Erb, J., Henry, M., Eisner, F., & Obleser, J. (2012). Perceptual adaptation to degraded speech: Tuning in cortical and subcortical brain structures. Poster presented at 42nd Annual Meeting of the Society for Neuroscience, New Orleans, LA, USA.

Cite as: https://hdl.handle.net/11858/00-001M-0000-0010-1A72-3

Abstract

Listeners show a remarkable ability to adjust to degraded speech input. One such example is noise-vocoded speech, where the temporal envelope of the auditory signal is preserved, while the spectral information is highly degraded. However, the functional neuroanatomy of such short-term perceptual adjustments is not understood. Here, we conducted a functional MRI study of vocoded-speech learning. In a sparse-sampling, cardiac-gated fMRI acquisition, 30 normal-hearing participants listened to 100 4-band-vocoded sentences and repeated back what they had understood. Clear-speech sentences and silent trials served as baseline conditions. As adaptation to vocoded speech is correlated with individual sensitivity to temporal envelope rate discrimination, participants additionally performed an amplitude modulation (AM) rate discrimination task (where AM rates were centered on 4 Hz) in the scanner. Vocoded more than clear speech activated a network comprising the anterior insula and caudate bilaterally, left anterior cingulate, and left inferior frontal gyrus (IFG), whereas clear speech activated more the superior temporal cortices bilaterally. This is consistent with “effortful” listening. Interestingly, we observed a very similar pattern of activation in AM discrimination when we contrasted indiscriminable (i.e., standard and comparison were modulated at the same rate) against easily discriminable AM rate stimuli.

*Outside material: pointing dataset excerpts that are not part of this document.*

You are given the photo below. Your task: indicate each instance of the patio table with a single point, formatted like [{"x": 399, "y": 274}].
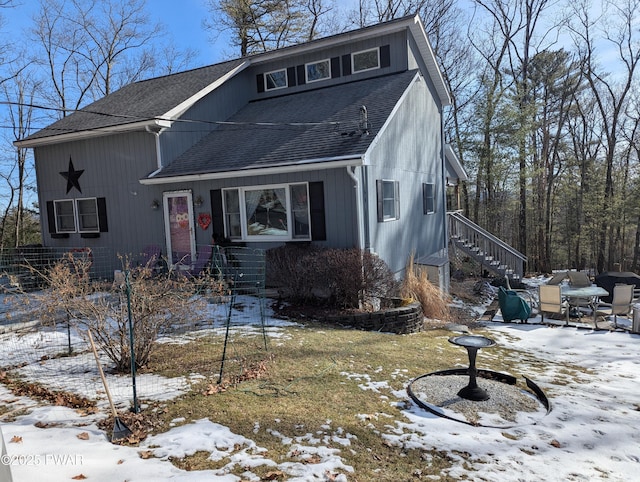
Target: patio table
[{"x": 592, "y": 293}]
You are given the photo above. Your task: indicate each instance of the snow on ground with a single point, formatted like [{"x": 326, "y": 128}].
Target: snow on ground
[{"x": 592, "y": 432}]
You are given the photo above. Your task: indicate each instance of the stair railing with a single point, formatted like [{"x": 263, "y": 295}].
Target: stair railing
[{"x": 497, "y": 255}]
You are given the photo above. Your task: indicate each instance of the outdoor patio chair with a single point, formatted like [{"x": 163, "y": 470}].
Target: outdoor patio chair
[
  {"x": 621, "y": 304},
  {"x": 557, "y": 278},
  {"x": 578, "y": 279},
  {"x": 550, "y": 301}
]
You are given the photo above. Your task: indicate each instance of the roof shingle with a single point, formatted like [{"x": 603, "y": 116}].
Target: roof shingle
[{"x": 306, "y": 126}]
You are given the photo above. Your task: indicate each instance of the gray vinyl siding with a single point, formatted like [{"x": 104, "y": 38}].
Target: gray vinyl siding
[
  {"x": 398, "y": 56},
  {"x": 409, "y": 151},
  {"x": 112, "y": 166}
]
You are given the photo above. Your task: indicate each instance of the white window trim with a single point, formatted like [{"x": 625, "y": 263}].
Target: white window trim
[
  {"x": 244, "y": 237},
  {"x": 433, "y": 198},
  {"x": 396, "y": 201},
  {"x": 77, "y": 215},
  {"x": 286, "y": 80},
  {"x": 353, "y": 66},
  {"x": 306, "y": 71}
]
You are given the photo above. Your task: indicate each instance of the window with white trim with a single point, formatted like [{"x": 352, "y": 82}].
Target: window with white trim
[
  {"x": 428, "y": 199},
  {"x": 87, "y": 213},
  {"x": 267, "y": 213},
  {"x": 77, "y": 216},
  {"x": 65, "y": 216},
  {"x": 276, "y": 79},
  {"x": 365, "y": 60},
  {"x": 388, "y": 194},
  {"x": 316, "y": 71}
]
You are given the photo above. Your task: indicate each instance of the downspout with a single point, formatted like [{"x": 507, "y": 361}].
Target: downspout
[
  {"x": 158, "y": 150},
  {"x": 443, "y": 183},
  {"x": 359, "y": 213}
]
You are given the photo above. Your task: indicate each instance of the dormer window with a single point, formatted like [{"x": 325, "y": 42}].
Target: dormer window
[
  {"x": 365, "y": 60},
  {"x": 316, "y": 71},
  {"x": 275, "y": 80}
]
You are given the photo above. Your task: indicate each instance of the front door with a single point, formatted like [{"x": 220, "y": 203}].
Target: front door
[{"x": 179, "y": 227}]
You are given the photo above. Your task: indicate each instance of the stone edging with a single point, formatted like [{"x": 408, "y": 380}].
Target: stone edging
[{"x": 401, "y": 320}]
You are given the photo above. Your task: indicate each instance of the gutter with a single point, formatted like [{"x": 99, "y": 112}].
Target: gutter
[{"x": 307, "y": 165}]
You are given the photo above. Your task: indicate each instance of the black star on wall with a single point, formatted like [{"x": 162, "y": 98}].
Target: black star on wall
[{"x": 73, "y": 177}]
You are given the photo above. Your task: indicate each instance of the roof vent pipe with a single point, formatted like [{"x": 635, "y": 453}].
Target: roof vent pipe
[{"x": 364, "y": 121}]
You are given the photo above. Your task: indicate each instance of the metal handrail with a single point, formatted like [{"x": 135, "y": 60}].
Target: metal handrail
[{"x": 483, "y": 240}]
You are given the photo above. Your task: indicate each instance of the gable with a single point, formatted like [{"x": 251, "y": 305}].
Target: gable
[{"x": 308, "y": 127}]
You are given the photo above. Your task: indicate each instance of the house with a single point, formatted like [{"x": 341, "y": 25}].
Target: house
[{"x": 336, "y": 142}]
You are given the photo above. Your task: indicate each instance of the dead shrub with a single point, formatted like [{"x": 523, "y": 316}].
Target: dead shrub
[
  {"x": 156, "y": 302},
  {"x": 416, "y": 285},
  {"x": 338, "y": 278}
]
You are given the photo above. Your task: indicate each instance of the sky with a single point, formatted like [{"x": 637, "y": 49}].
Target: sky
[{"x": 592, "y": 432}]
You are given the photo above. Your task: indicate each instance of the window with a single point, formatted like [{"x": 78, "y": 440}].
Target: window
[
  {"x": 365, "y": 60},
  {"x": 388, "y": 193},
  {"x": 87, "y": 211},
  {"x": 275, "y": 80},
  {"x": 267, "y": 213},
  {"x": 428, "y": 199},
  {"x": 87, "y": 216},
  {"x": 65, "y": 216},
  {"x": 318, "y": 71}
]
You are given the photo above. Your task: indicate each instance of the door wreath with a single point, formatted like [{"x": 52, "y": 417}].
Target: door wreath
[{"x": 204, "y": 220}]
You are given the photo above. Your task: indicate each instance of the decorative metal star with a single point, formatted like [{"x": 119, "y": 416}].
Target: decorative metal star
[{"x": 73, "y": 177}]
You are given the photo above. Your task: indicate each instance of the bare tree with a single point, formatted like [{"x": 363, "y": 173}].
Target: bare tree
[
  {"x": 611, "y": 94},
  {"x": 20, "y": 91},
  {"x": 263, "y": 25},
  {"x": 91, "y": 48}
]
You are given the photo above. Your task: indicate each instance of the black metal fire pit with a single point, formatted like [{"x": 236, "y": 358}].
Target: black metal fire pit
[{"x": 472, "y": 343}]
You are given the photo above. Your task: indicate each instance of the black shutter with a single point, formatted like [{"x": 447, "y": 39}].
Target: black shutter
[
  {"x": 217, "y": 213},
  {"x": 335, "y": 67},
  {"x": 346, "y": 64},
  {"x": 301, "y": 77},
  {"x": 51, "y": 217},
  {"x": 102, "y": 214},
  {"x": 379, "y": 205},
  {"x": 291, "y": 76},
  {"x": 260, "y": 82},
  {"x": 385, "y": 56},
  {"x": 316, "y": 207}
]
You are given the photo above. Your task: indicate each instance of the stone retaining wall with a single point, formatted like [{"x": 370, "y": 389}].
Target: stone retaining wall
[{"x": 401, "y": 320}]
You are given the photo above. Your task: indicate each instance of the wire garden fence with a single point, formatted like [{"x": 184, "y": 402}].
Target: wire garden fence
[{"x": 159, "y": 333}]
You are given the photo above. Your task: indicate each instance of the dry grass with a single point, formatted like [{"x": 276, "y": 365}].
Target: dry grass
[
  {"x": 416, "y": 285},
  {"x": 309, "y": 379}
]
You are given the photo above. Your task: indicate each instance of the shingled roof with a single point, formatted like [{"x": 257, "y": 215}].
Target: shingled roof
[
  {"x": 144, "y": 101},
  {"x": 306, "y": 127}
]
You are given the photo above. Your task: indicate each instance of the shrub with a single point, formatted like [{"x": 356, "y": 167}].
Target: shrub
[
  {"x": 156, "y": 302},
  {"x": 339, "y": 278}
]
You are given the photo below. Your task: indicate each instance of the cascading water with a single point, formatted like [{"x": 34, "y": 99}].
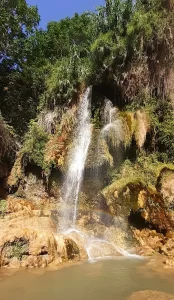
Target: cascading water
[
  {"x": 113, "y": 130},
  {"x": 78, "y": 156},
  {"x": 95, "y": 246}
]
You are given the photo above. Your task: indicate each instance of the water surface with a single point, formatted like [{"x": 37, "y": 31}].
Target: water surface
[{"x": 102, "y": 280}]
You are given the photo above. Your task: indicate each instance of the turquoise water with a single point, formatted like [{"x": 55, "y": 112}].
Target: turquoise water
[{"x": 102, "y": 280}]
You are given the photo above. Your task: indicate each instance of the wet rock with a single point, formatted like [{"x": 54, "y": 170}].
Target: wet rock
[
  {"x": 149, "y": 240},
  {"x": 168, "y": 248},
  {"x": 165, "y": 185}
]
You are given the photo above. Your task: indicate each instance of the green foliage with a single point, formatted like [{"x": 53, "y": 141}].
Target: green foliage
[
  {"x": 3, "y": 208},
  {"x": 34, "y": 144},
  {"x": 40, "y": 69},
  {"x": 17, "y": 22},
  {"x": 17, "y": 248},
  {"x": 146, "y": 170}
]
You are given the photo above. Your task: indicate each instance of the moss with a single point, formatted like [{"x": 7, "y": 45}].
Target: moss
[
  {"x": 17, "y": 249},
  {"x": 131, "y": 179},
  {"x": 3, "y": 208}
]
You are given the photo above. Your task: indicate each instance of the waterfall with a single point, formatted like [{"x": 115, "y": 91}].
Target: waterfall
[
  {"x": 113, "y": 131},
  {"x": 71, "y": 186}
]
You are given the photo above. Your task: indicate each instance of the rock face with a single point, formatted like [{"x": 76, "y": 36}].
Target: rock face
[{"x": 29, "y": 240}]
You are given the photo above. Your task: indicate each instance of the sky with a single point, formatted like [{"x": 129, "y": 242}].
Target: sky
[{"x": 54, "y": 10}]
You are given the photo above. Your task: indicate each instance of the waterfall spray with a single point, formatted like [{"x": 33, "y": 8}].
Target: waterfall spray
[
  {"x": 75, "y": 172},
  {"x": 113, "y": 131}
]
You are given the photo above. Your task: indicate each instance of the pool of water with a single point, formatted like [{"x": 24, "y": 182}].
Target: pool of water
[{"x": 101, "y": 280}]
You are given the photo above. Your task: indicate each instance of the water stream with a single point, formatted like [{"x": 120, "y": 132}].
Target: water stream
[
  {"x": 96, "y": 247},
  {"x": 113, "y": 130},
  {"x": 75, "y": 172},
  {"x": 106, "y": 279}
]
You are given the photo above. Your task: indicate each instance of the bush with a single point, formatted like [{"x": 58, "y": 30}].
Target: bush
[{"x": 34, "y": 144}]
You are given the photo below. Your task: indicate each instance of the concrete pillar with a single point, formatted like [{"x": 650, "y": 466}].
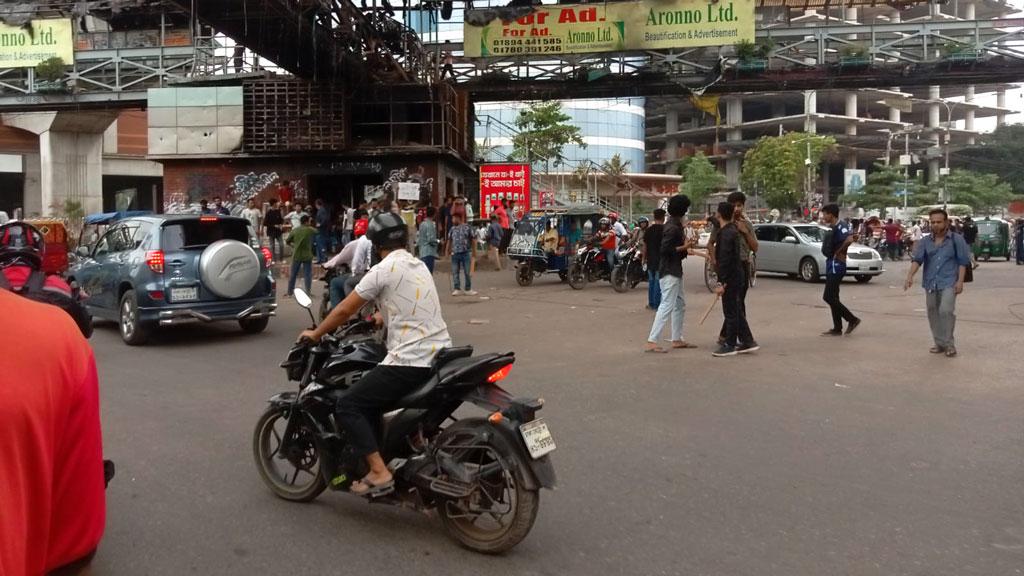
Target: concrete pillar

Trial-by-trial fluctuations in vocoded speech recognition were positively correlated with hemodynamic signal change in the temporal cortices, left IFG, thalamus and globus pallidus bilaterally, reflecting intelligibility. When we modeled individual learning curves as linear fits to speech recognition over time, we found that activity in the anterior cingulate, the putamen, medial geniculate body (MGB) and thalamic reticular nuclei decreased with adaptation. In conclusion, we have shown that trial-by-trial fluctuations in speech recognition are reflected in activity changes in a network comprising the auditory cortices, left IFG and the thalamus. Adaptation-related changes of the fMRI signal were in particular observed in subcortical structures such as the MGB, which is likely to reflect re-tuning of an acoustic-perceptual network, with faster adapters down-regulating this network more.